Featured on 10th July 2020
This is the tomb of Annora, a 13th century anchoress. And this is where her anchorhold (a tiny cell) was most likely constructed. Annora spent 9 years living in this tiny cell. She was one of 92 anchoresses believed to live in England during this time; choosing a life of seclusion and prayer.
Anchoresses were seen as a source of wisdom and Annora would have provided spiritual advice to members of the community. She was also sent gifts, including ones from King Henry III himself. The arch near her small cell, perhaps being a window through which she could view the church’s altar and services.
The west end is one of the finest of any medieval parish church in England with its magnificent west doorway, flanked by blind arches. The doorway has a continental European style - the innermost section has several rows of chevron mouldings, followed by two orders of beakhead carvings, a typical Norman feature. The outer ring of carving is a linked chain of symbols including signs of the Zodiac.
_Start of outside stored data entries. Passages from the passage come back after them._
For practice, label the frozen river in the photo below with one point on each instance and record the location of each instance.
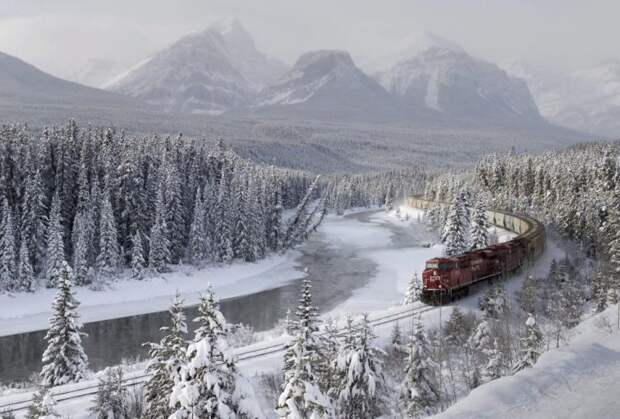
(343, 260)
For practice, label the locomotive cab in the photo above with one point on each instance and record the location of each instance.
(436, 280)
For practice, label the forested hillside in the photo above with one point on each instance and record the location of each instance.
(104, 201)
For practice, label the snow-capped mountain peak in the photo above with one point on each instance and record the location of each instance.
(211, 71)
(327, 83)
(446, 78)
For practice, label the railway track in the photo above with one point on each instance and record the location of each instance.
(242, 356)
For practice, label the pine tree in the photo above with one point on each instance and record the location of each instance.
(457, 329)
(198, 233)
(413, 290)
(175, 222)
(493, 302)
(64, 360)
(138, 263)
(8, 278)
(159, 253)
(481, 345)
(420, 390)
(301, 394)
(108, 260)
(111, 399)
(166, 359)
(359, 393)
(494, 368)
(396, 338)
(25, 273)
(43, 405)
(454, 230)
(33, 220)
(207, 387)
(527, 296)
(225, 220)
(479, 230)
(81, 234)
(389, 199)
(55, 253)
(531, 345)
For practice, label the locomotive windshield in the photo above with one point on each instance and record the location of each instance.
(436, 265)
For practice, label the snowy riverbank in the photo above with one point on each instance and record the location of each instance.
(576, 381)
(25, 312)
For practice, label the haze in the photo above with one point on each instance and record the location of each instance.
(61, 36)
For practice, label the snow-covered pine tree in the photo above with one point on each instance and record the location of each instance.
(224, 222)
(274, 225)
(111, 399)
(207, 387)
(138, 264)
(33, 220)
(454, 230)
(25, 272)
(43, 405)
(296, 226)
(243, 240)
(55, 253)
(531, 345)
(159, 252)
(493, 302)
(302, 396)
(198, 232)
(527, 297)
(175, 221)
(166, 359)
(599, 289)
(359, 394)
(420, 391)
(396, 337)
(81, 235)
(413, 290)
(457, 330)
(108, 260)
(481, 345)
(479, 228)
(388, 205)
(614, 268)
(64, 359)
(8, 278)
(495, 367)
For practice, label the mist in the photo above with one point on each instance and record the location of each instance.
(62, 36)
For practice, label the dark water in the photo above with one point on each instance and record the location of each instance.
(335, 272)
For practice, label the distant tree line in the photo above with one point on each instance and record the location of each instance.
(104, 201)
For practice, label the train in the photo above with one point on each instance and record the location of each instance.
(446, 279)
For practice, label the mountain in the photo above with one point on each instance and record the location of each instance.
(24, 86)
(97, 72)
(207, 72)
(587, 100)
(460, 87)
(327, 84)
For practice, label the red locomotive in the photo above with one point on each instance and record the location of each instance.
(448, 278)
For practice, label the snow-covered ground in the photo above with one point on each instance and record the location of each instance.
(27, 312)
(579, 380)
(381, 295)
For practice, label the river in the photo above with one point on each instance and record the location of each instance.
(335, 270)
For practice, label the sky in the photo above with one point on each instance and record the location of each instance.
(61, 36)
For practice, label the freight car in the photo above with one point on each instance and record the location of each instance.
(447, 278)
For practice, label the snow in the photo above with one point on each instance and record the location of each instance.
(576, 381)
(394, 266)
(27, 312)
(382, 294)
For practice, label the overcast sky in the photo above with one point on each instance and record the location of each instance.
(61, 35)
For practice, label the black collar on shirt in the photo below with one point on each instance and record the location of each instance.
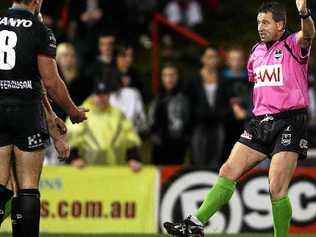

The window above is an 'occulus' or Eye of God design. It is Victorian. Above this, another row of three arched windows and higher still, topping off the façade is a small blind arch.
Inside does not disappoint either. The beautifully carved nave arch leads to the central tower opening. This arch is supported with black marble pillars from Tournai; the earliest known use of marble pillars in an English parish church. The nave arch is carved with a band of flowers and fruit decoration. This theme seems rather sedate when compared with the pagan-looking themes on the south doorway! On the walls are four round painted shapes, all that is left of a dozen original medieval crosses.
From the tower, you proceed through another marvellously carved arch to the choir. This is the smallest of the original chambers and served as the original chancel. In the 13th century, a new chancel was created at the east end, accessed through yet another magnificently carved arch.
Taken as a whole, Iffley church is a magnificent example of Norman architecture and style, largely unaltered by later generations.